[SPARK-10005] [SQL] Fixes schema merging for nested structs #8228

liancheng · 2015-08-16T11:28:21Z

In case of schema merging, we only handled first level fields when converting Parquet groups to InternalRows. Nested struct fields are not properly handled.

For example, the schema of a Parquet file to be read can be:

message individual {
  required group f1 {
    optional binary f11 (utf8);
  }
}

while the global schema is:

message global {
  required group f1 {
    optional binary f11 (utf8);
    optional int32 f12;
  }
}

This PR fixes this issue by padding missing fields when creating actual converters.

liancheng · 2015-08-16T11:28:34Z

cc @yhuai

SparkQA · 2015-08-16T13:56:35Z

Test build #40991 has finished for PR 8228 at commit 63eb764.

This patch passes all tests.
This patch merges cleanly.
This patch adds no public classes.

yhuai · 2015-08-16T16:36:55Z

...src/main/scala/org/apache/spark/sql/execution/datasources/parquet/CatalystRowConverter.scala

+    val paddedParquetFields = {
+      val parquetFields = parquetType.getFields
+      val parquetFieldNames = parquetFields.map(_.getName).toSet
+      val missingFields = catalystType.filterNot(f => parquetFieldNames.contains(f.name))

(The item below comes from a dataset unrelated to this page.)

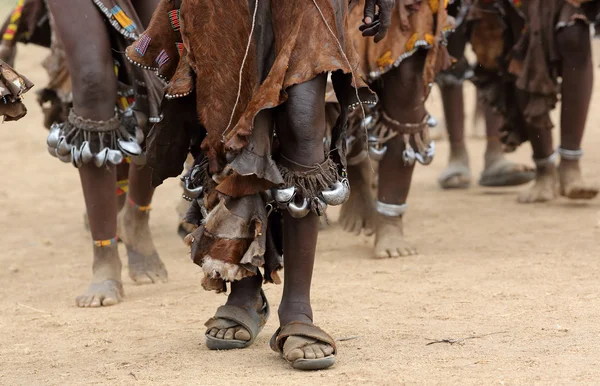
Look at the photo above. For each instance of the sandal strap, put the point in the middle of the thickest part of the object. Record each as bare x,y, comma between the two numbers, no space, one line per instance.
228,316
304,329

Will the case-sensitivity of field names introduce any issue at here?

No. Currently reading Parquet metastore tables may introduce case sensitivity issue. But it's already reconciled within ParquetRelation before building the converters.

yhuai · 2015-08-16T17:17:23Z

LGTM. Merging to master and branch 1.5. Let's also take a look at cases when catalyst schema is a subset of parquet schema (it may happen when users provide schema of the dataset) and see if our read path has any issue.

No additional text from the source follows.